Which skin assessment finding would cause the nurse to suspect dehydration in a middle-aged patient admitted to the hospital with traveler's diarrhea? a) Edema b) Hyperhidrosis c) Pallor d) Tenting

ANS: D Tenting, skin that takes several seconds to return to normal after lifting up a fold, may be a sign of dehydration. Edema, an excessive amount of fluid in the tissues, may be a sign of heart failure, kidney disease, peripheral vascular disease, or low albumin levels. Hyperhidrosis is a term for excessive sweating, which may be a sign of thyrotoxicosis. Pallor, abnormal loss of skin color, may be a sign of anemia or blood loss.

When testing near vision, the nurse should position printed text how many inches away from the patient? a) 20 b) 18 c) 16 d) 14

ANS: D Test near vision by having the client read text from a distance of 14 inches.
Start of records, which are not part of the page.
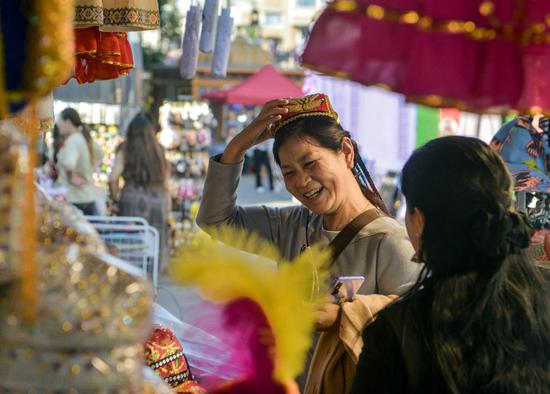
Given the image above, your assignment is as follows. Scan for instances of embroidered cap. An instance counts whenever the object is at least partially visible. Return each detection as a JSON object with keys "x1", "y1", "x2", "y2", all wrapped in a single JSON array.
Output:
[
  {"x1": 273, "y1": 93, "x2": 338, "y2": 133},
  {"x1": 491, "y1": 116, "x2": 550, "y2": 193}
]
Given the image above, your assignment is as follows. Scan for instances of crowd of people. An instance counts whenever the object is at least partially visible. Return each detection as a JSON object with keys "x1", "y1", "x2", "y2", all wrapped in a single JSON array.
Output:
[{"x1": 37, "y1": 94, "x2": 550, "y2": 394}]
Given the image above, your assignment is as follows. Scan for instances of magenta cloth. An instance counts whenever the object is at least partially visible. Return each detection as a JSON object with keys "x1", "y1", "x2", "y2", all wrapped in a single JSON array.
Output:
[
  {"x1": 302, "y1": 0, "x2": 550, "y2": 112},
  {"x1": 209, "y1": 298, "x2": 285, "y2": 394},
  {"x1": 202, "y1": 65, "x2": 303, "y2": 105}
]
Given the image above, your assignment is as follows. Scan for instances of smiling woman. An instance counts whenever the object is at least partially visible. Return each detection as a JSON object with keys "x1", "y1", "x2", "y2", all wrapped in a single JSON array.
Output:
[{"x1": 197, "y1": 94, "x2": 422, "y2": 394}]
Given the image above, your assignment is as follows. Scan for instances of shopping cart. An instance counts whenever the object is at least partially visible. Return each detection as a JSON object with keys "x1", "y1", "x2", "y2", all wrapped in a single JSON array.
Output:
[{"x1": 86, "y1": 216, "x2": 160, "y2": 294}]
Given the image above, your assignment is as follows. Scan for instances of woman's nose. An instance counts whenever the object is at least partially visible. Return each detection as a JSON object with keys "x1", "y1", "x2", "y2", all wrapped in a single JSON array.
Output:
[{"x1": 296, "y1": 172, "x2": 311, "y2": 189}]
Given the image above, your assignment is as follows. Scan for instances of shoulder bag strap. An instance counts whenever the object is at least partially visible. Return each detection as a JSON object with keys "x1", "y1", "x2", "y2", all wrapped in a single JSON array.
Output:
[{"x1": 329, "y1": 208, "x2": 382, "y2": 265}]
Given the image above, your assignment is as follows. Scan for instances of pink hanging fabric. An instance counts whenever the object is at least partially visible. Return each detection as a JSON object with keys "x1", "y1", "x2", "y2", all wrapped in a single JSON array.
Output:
[{"x1": 302, "y1": 0, "x2": 550, "y2": 113}]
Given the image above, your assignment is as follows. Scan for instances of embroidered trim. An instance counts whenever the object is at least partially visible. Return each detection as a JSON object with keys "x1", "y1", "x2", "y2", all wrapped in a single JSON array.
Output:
[
  {"x1": 74, "y1": 5, "x2": 104, "y2": 27},
  {"x1": 103, "y1": 8, "x2": 160, "y2": 29}
]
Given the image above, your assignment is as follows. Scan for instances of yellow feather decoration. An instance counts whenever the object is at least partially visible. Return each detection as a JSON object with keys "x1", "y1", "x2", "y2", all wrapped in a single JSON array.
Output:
[{"x1": 170, "y1": 228, "x2": 330, "y2": 383}]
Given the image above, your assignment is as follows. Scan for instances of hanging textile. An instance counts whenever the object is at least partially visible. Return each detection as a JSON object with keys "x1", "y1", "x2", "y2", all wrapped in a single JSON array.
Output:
[
  {"x1": 180, "y1": 5, "x2": 201, "y2": 79},
  {"x1": 73, "y1": 27, "x2": 134, "y2": 84},
  {"x1": 74, "y1": 0, "x2": 160, "y2": 32},
  {"x1": 302, "y1": 0, "x2": 550, "y2": 113}
]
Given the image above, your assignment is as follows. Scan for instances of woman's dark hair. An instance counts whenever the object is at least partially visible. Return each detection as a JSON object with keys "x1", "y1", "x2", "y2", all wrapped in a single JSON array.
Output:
[
  {"x1": 61, "y1": 107, "x2": 95, "y2": 167},
  {"x1": 273, "y1": 116, "x2": 389, "y2": 215},
  {"x1": 402, "y1": 137, "x2": 550, "y2": 394},
  {"x1": 121, "y1": 113, "x2": 168, "y2": 186}
]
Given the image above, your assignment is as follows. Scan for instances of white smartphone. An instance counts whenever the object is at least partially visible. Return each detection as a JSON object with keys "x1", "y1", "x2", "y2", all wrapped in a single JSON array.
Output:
[{"x1": 331, "y1": 276, "x2": 365, "y2": 301}]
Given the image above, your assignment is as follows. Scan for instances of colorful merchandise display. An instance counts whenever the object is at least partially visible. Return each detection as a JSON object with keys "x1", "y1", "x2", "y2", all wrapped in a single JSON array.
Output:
[
  {"x1": 73, "y1": 27, "x2": 134, "y2": 84},
  {"x1": 171, "y1": 229, "x2": 329, "y2": 394},
  {"x1": 302, "y1": 0, "x2": 550, "y2": 112},
  {"x1": 0, "y1": 190, "x2": 175, "y2": 393},
  {"x1": 491, "y1": 116, "x2": 550, "y2": 193}
]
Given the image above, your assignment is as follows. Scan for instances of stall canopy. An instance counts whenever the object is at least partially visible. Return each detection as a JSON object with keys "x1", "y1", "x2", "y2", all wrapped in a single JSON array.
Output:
[{"x1": 203, "y1": 65, "x2": 302, "y2": 105}]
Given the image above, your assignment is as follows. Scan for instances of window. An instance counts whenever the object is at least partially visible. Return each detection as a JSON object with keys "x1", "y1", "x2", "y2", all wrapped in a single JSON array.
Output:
[{"x1": 265, "y1": 11, "x2": 283, "y2": 25}]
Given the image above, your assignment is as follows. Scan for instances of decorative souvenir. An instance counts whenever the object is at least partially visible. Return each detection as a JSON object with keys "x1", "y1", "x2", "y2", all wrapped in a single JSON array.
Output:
[
  {"x1": 145, "y1": 324, "x2": 206, "y2": 393},
  {"x1": 171, "y1": 229, "x2": 329, "y2": 394},
  {"x1": 0, "y1": 198, "x2": 172, "y2": 393},
  {"x1": 273, "y1": 93, "x2": 338, "y2": 132},
  {"x1": 491, "y1": 116, "x2": 550, "y2": 193},
  {"x1": 199, "y1": 0, "x2": 220, "y2": 53},
  {"x1": 74, "y1": 0, "x2": 160, "y2": 32},
  {"x1": 73, "y1": 27, "x2": 134, "y2": 84}
]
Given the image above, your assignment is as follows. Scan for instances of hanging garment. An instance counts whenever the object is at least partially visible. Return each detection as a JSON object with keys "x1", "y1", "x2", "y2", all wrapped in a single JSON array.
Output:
[
  {"x1": 302, "y1": 0, "x2": 550, "y2": 112},
  {"x1": 73, "y1": 27, "x2": 134, "y2": 84},
  {"x1": 74, "y1": 0, "x2": 160, "y2": 32}
]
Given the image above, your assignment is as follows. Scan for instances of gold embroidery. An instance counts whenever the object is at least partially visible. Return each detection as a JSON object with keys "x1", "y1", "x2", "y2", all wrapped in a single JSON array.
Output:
[{"x1": 286, "y1": 96, "x2": 325, "y2": 113}]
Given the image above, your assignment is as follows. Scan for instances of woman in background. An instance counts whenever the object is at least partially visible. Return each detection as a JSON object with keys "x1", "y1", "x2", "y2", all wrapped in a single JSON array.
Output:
[
  {"x1": 58, "y1": 108, "x2": 103, "y2": 215},
  {"x1": 109, "y1": 113, "x2": 171, "y2": 272},
  {"x1": 351, "y1": 137, "x2": 550, "y2": 394}
]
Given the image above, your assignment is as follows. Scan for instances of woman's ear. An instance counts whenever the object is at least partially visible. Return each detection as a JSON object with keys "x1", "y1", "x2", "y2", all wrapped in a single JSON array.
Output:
[
  {"x1": 413, "y1": 208, "x2": 426, "y2": 238},
  {"x1": 342, "y1": 137, "x2": 355, "y2": 169}
]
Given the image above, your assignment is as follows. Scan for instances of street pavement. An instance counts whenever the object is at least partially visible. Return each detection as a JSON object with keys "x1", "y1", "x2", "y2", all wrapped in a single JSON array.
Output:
[{"x1": 157, "y1": 175, "x2": 296, "y2": 325}]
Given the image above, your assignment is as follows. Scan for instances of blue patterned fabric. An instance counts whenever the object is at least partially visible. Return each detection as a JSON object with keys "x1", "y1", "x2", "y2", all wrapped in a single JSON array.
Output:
[{"x1": 491, "y1": 116, "x2": 550, "y2": 193}]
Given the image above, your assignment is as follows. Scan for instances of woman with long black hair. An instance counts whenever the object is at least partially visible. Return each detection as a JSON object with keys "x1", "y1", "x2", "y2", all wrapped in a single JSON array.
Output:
[
  {"x1": 351, "y1": 137, "x2": 550, "y2": 394},
  {"x1": 109, "y1": 112, "x2": 171, "y2": 272},
  {"x1": 57, "y1": 108, "x2": 103, "y2": 215},
  {"x1": 197, "y1": 94, "x2": 421, "y2": 394}
]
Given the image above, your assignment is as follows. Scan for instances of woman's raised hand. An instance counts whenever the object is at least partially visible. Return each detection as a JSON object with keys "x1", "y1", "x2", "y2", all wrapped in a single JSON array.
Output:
[{"x1": 221, "y1": 99, "x2": 288, "y2": 164}]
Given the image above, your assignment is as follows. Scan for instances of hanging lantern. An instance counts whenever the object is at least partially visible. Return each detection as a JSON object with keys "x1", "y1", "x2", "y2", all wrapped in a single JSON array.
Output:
[
  {"x1": 212, "y1": 8, "x2": 233, "y2": 78},
  {"x1": 199, "y1": 0, "x2": 220, "y2": 53},
  {"x1": 180, "y1": 5, "x2": 201, "y2": 79}
]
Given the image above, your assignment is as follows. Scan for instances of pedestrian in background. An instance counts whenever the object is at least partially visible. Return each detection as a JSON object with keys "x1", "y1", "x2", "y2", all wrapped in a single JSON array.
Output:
[
  {"x1": 109, "y1": 113, "x2": 171, "y2": 272},
  {"x1": 58, "y1": 108, "x2": 103, "y2": 215}
]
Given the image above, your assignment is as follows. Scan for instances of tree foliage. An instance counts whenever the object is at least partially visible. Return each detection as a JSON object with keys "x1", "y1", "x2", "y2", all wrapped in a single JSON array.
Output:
[{"x1": 143, "y1": 0, "x2": 183, "y2": 70}]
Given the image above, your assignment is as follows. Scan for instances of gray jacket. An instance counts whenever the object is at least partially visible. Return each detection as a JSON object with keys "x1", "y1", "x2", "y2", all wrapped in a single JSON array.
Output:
[{"x1": 197, "y1": 158, "x2": 422, "y2": 295}]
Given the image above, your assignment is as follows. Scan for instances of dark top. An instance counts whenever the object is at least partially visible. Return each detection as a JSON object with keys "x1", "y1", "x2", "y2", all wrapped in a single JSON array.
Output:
[{"x1": 351, "y1": 290, "x2": 450, "y2": 394}]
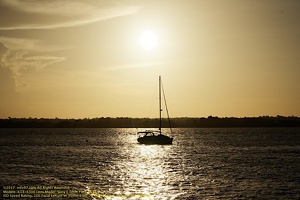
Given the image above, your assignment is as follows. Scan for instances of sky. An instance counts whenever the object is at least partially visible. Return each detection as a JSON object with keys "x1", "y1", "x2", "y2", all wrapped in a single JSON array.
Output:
[{"x1": 0, "y1": 0, "x2": 300, "y2": 118}]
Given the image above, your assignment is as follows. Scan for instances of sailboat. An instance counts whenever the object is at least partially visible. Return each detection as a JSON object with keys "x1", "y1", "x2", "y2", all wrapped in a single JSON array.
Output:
[{"x1": 137, "y1": 76, "x2": 173, "y2": 144}]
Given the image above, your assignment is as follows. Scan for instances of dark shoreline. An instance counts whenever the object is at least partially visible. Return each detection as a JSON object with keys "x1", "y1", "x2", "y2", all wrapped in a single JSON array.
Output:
[{"x1": 0, "y1": 116, "x2": 300, "y2": 128}]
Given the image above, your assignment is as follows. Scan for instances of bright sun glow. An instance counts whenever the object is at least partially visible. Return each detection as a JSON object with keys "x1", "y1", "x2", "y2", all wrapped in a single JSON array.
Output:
[{"x1": 139, "y1": 30, "x2": 158, "y2": 50}]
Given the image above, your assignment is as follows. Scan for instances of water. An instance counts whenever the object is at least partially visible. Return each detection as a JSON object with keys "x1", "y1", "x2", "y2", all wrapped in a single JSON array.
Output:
[{"x1": 0, "y1": 128, "x2": 300, "y2": 199}]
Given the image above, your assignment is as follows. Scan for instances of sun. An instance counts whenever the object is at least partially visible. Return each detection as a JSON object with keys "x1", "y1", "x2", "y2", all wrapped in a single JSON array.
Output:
[{"x1": 139, "y1": 30, "x2": 158, "y2": 50}]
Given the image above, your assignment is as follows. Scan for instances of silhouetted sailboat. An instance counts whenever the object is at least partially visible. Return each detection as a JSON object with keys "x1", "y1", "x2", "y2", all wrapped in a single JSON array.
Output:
[{"x1": 137, "y1": 76, "x2": 173, "y2": 144}]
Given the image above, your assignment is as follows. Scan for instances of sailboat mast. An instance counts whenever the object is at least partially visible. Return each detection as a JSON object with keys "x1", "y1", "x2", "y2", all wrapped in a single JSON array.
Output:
[{"x1": 159, "y1": 76, "x2": 162, "y2": 133}]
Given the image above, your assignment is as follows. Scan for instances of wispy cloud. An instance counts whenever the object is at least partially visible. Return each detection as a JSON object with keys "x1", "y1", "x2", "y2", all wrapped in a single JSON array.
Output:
[
  {"x1": 0, "y1": 42, "x2": 65, "y2": 92},
  {"x1": 0, "y1": 0, "x2": 141, "y2": 30},
  {"x1": 0, "y1": 36, "x2": 75, "y2": 53}
]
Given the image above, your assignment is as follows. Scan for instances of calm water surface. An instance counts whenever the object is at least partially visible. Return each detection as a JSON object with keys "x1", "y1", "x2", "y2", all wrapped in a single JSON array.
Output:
[{"x1": 0, "y1": 128, "x2": 300, "y2": 199}]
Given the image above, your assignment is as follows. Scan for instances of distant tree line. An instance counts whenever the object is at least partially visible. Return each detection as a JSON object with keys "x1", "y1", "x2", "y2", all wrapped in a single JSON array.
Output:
[{"x1": 0, "y1": 116, "x2": 300, "y2": 128}]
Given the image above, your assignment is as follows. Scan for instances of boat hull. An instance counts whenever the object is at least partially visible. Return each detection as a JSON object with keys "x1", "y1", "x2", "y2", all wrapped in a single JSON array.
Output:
[{"x1": 137, "y1": 135, "x2": 173, "y2": 144}]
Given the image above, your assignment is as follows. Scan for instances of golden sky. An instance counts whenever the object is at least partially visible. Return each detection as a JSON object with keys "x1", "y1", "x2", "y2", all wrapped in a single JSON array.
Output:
[{"x1": 0, "y1": 0, "x2": 300, "y2": 118}]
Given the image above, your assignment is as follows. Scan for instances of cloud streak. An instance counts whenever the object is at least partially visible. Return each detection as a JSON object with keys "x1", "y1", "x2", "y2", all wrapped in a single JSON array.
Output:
[
  {"x1": 0, "y1": 42, "x2": 65, "y2": 92},
  {"x1": 0, "y1": 0, "x2": 141, "y2": 30}
]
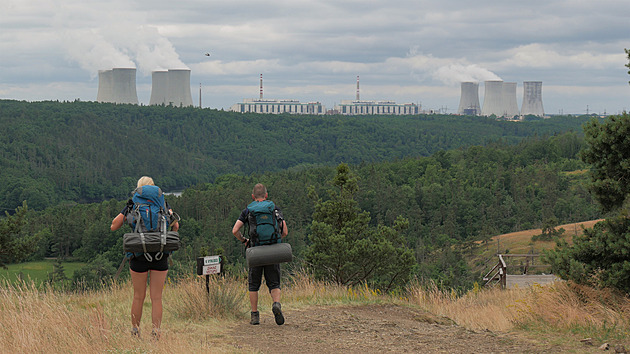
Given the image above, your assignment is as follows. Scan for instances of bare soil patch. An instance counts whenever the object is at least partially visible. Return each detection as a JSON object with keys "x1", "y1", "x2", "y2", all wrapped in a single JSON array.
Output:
[{"x1": 230, "y1": 304, "x2": 563, "y2": 354}]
While palpating the anterior chest, the nurse notes crackling in the skin around the patient's chest tube insertion site. The nurse recognizes this finding is: a) Tactile fremitus b) Egophony c) Bronchophony d) Crepitus

ANS: D The nurse should document this finding as crepitus, crackling skin caused by air leaking into the subcutaneous tissues. Tactile fremitus involves palpating for vibrations as the client says "99," which indicates the presence of fluid in the chest. Bronchophony is present if the words "1, 2, 3" are clearly heard over the lungs as the nurse listens while the patient says those words. Egophony is present if the sound heard is "ay" when the nurse listens over the lung fields as the patient says "eee."

High-pitched breath sounds produced by airway narrowing are known as: a) Rales b) Crackles c) Rhonchi d) Wheezing

ANS: D Wheezing is a high-pitched sound produced by narrowing of an airway. Rales and crackles are crackling sounds that indicate atelectasis, pulmonary edema, or pneumonia. Rhonchi are low-pitched snoring or rumbling sounds that result from mucous secretions in the large airways.